The matter was listed for hearing before Cameron J on 1 September 2022. The respondent sought summary dismissal of the proceeding on the basis that the parties had compromised their dispute and reduced it to writing. The applicant contested the settlement and left the courtroom during the hearing of the application (at [8]). Cameron J relied on rule 13.06(1)(e) of the Federal Circuit and Family Court of Australia Rules (Division 2) (General Federal Law) Rules 2021 (Cth) (‘FCFCOA Rules’), which empowers the Court to deal with the proceedings ‘generally’ and granted the respondent’s summary dismissal application on the basis that the dispute was settled (at [9]).
On 28 October 2022 the applicant made an application under r 17.05(2)(a) of the FCFCOA Rules to set aside the orders made on 1 September 2022. On 5 December 2022, Cameron J heard that application. The applicant argued that the deed should not be treated as an effective compromise of the parties’ dispute as there was defect in the applicant’s execution of the deed and provided reasons why she had left the courtroom during the hearing. However, his Honour refused the application with costs (at [10]).
On 17 December 2022, the applicant filed an application for leave to appeal from the costs order made on 5 December 2022. The applicant also sought to challenge various orders made by Cameron J including the orders of 1 September 2022 and 5 December 2022. This application was determined by Rares J on 21 April 2023 and dismissed. Rares J explicitly found that ‘there was no doubt about the correctness of the orders made on 5 December 2022’ and that Cameron J was ‘able to act on the basis that he did in ordering summary judgment’ (at [11]).
Hearing of the interlocutory application and reasons for the dismissal
During the hearing of the application, the applicant interrupted the respondent`s oral submissions complaining they were irrelevant and left the courtroom indicating she intended to appeal. Kennette J continued the hearing under r 17.04(b) of the FC Rules in the applicant’s absence (at [13]). His Honour stated the deed involved a binding promise by the applicant not to pursue any ‘Claims’ against the respondent and operated as a release from liability in respect of such claims. The definition of ‘Claims’ also captured any actions arising from the circumstances in which the applicant was conditionally offered employment and not employed which were the issues sought to be resolved in the present proceedings. That was sufficient to establish the applicant had no ‘reasonable prospect of successfully prosecuting the proceeding’ under r 26.01(1)(a) of the FC Rules and s 31A(2)(b) of the Federal Court of Australia Act 1976 (Cth). His Honour further cited Burge v Commonwealth Bank of Australia (No 3) [2017] FCA 383 and held the proceedings were also an abuse of process pursuant to r 26.01(1)(d) of the FC Rules (at [14]).

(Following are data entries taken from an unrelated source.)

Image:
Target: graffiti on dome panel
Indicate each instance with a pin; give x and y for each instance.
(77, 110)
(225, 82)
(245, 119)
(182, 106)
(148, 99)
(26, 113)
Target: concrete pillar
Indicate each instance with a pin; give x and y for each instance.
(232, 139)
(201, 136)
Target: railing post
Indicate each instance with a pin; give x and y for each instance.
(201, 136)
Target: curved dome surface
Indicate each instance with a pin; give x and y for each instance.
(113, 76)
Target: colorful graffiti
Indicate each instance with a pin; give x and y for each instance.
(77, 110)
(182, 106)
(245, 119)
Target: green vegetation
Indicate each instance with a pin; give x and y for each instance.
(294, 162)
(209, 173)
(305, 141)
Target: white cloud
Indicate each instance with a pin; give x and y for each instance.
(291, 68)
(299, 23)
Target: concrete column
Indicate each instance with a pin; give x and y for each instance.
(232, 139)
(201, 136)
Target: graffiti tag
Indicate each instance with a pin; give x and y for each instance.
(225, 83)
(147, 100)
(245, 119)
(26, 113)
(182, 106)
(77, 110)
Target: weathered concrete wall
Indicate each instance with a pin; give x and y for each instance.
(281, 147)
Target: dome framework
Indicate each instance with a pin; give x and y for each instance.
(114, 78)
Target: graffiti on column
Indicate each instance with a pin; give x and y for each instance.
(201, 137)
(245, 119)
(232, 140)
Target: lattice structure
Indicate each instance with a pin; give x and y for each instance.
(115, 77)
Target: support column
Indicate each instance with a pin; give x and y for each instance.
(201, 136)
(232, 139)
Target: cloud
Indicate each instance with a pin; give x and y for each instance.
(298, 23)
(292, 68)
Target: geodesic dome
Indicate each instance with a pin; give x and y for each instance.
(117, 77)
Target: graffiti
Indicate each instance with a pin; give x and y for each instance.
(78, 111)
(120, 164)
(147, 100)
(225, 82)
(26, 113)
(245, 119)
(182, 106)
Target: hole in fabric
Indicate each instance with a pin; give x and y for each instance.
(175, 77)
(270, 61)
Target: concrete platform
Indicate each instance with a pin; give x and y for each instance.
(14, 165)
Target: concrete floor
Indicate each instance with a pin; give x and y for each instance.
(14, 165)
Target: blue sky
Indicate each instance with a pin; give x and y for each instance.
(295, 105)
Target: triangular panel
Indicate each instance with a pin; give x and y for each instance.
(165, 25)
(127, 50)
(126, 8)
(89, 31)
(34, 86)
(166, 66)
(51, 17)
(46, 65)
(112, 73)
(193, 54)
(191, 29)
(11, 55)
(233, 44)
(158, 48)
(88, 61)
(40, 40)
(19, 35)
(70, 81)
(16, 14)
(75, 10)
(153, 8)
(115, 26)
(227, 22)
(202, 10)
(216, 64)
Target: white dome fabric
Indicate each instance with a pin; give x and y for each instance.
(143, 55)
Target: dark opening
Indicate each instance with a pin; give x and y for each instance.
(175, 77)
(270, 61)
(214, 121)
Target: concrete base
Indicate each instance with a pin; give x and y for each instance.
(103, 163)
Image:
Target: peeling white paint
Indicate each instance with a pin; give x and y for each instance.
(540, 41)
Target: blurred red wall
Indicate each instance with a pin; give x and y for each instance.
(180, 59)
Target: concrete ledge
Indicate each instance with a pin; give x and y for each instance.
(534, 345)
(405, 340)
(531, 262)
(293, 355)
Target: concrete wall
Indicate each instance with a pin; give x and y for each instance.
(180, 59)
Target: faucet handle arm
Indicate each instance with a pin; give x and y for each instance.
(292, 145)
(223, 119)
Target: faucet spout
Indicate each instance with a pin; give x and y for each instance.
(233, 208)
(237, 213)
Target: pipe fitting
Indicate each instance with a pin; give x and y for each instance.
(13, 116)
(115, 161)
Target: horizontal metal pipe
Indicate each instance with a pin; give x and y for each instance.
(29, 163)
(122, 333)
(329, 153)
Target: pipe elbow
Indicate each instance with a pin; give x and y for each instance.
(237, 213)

His Honour expressed the judgments in the earlier proceedings did not directly engage ‘any of the preclusive doctrines of res judicata, issue estoppel or Anshun estoppel in respect of those issues’. However, those judgments stand in the way of any claim that the deed was not effective (at [15]). His Honour further held that the applicant ‘is estopped from re-agitating that issue’ as the terms of the deed stand insuperably against any reasonable prospect of the applicant succeeding in this case (at [16]). Subsequently, his Honour dismissed the proceedings and ordered the applicant pay the respondent’s costs (at [17]).